New Dataset Onboarding¶

This workflow describes what the data steward does when a new dataset project is initialized in the ANC.

1. Initial assignment¶

When a new project is created, a Dataset Status issue is opened automatically and assigned to Monique. Monique reassigns the dataset to a data steward based on:

Incoming data type (MRI, MEG, EEG, physiological, other)
Data steward availability and current workload

The assigned data steward updates the Dataset Status label from Initialized to Formation.

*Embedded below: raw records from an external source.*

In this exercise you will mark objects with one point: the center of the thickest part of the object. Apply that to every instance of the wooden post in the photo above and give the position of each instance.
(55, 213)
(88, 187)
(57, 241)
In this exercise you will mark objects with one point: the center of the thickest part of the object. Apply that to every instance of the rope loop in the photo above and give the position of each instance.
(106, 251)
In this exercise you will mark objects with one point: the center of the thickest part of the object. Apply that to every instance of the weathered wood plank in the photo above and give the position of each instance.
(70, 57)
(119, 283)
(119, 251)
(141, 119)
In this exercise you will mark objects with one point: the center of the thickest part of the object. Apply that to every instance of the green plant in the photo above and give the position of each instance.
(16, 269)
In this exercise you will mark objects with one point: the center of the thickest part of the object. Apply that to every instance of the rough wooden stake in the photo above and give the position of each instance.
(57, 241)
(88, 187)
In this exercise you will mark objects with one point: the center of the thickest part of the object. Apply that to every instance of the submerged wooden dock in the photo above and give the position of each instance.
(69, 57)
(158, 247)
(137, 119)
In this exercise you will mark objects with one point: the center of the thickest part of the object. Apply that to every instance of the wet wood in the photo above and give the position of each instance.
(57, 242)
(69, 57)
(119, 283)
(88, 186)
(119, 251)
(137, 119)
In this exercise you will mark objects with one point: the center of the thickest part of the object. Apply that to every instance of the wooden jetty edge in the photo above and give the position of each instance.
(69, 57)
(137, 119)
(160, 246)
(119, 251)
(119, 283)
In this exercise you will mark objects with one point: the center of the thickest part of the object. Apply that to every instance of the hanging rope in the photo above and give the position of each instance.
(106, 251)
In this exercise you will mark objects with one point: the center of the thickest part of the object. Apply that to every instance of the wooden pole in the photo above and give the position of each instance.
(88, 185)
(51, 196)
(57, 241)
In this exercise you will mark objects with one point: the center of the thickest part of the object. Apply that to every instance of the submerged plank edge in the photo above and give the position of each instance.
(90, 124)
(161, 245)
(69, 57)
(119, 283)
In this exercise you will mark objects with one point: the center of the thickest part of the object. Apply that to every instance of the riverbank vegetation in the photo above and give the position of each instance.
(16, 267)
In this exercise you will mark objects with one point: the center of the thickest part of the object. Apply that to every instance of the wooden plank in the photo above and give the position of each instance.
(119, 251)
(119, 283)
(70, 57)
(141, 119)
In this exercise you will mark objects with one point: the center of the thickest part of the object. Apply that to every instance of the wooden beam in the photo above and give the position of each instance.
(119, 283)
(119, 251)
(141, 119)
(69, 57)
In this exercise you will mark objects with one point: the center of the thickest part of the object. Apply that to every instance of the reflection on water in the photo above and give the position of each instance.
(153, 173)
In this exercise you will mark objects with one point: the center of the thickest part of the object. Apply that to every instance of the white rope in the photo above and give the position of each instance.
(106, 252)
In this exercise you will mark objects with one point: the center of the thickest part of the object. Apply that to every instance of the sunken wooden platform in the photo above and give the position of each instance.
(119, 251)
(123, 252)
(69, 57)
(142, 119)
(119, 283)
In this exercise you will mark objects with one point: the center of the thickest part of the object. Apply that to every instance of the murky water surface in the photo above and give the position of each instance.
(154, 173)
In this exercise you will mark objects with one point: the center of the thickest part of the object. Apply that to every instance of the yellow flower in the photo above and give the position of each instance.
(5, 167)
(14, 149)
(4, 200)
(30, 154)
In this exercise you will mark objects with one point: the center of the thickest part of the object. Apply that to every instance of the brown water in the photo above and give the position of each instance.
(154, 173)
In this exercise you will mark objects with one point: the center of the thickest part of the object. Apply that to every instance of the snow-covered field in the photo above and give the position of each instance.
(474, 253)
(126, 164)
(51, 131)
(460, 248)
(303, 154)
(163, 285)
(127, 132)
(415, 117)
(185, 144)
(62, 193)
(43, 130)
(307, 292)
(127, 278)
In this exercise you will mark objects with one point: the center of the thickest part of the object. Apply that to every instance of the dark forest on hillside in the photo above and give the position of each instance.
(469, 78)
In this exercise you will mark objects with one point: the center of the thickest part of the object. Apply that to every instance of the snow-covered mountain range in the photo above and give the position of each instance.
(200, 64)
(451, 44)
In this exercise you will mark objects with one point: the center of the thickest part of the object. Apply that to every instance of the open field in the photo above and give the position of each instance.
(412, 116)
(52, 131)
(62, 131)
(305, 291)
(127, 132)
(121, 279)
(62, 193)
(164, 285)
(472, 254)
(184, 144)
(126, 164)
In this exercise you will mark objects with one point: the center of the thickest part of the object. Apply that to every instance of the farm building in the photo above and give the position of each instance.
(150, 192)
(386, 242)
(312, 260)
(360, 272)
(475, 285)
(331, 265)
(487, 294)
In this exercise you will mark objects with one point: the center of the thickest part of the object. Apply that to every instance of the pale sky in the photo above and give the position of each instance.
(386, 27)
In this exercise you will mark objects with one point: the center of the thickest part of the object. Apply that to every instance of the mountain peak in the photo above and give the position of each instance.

2. First contact with the data owner¶

Reach out to the data owner to:

Confirm the data type and expected scope (number of subjects, sessions, tasks)
Confirm whether data collection is ongoing or complete
Point them to the relevant onboarding route in the handbook
Clarify who is responsible for what (researcher fills in metadata, data steward reviews and merges)
Ask whether they need a DOI at the end of collection

3. Project setup check¶

The correct project template was used (MRI Salzburg, MEG Salzburg, BIDS-basic, etc.)
The project is in the correct research unit sub-group under bids-datasets; if no suitable group exists, create one following the group-level settings guide
CI/CD pipelines are running (BIDS validator component is included in .gitlab-ci.yml)
For MEG Salzburg: config.yaml has been filled in by the researcher
For EEG using the ANC pipeline: .eeg_conversion_config.yml has been filled in

4. Pilot subject¶

Guide the researcher through depositing a first (pilot) subject:

Researcher follows the self-deposit guide and marks their first MR as ready
Data steward reviews the pilot MR using the relevant injection checklist (MRI, MEG, EEG, phenotype)
Any structural issues (wrong session layout, missing sidecar fields, incorrect event labels) are resolved before further data is added
First MR is merged; update the Dataset Status label: set First sample arrived to True

5. Ongoing data collection¶

Subsequent MRs follow the same review process
Monitor for consistency across subjects (same sequences, same event structure, same participant columns)
Keep the Dataset Status labels up to date as milestones are reached

6. Metadata completion¶

Once all data is collected:

Researcher fills in CITATION.cff, dataset_description.json, and README.md
Data steward reviews metadata completeness against the general metadata guide
participants.tsv and participants.json are complete and Neurobagel-compatible
HED annotations are present where applicable
Update Dataset Status: set Author metadata complete and Metadata complete to True

7. DOI (if requested)¶

Follow the DOI assignment workflow. Update Dataset Status: set DOI assigned to True and Dataset status to Maintenance.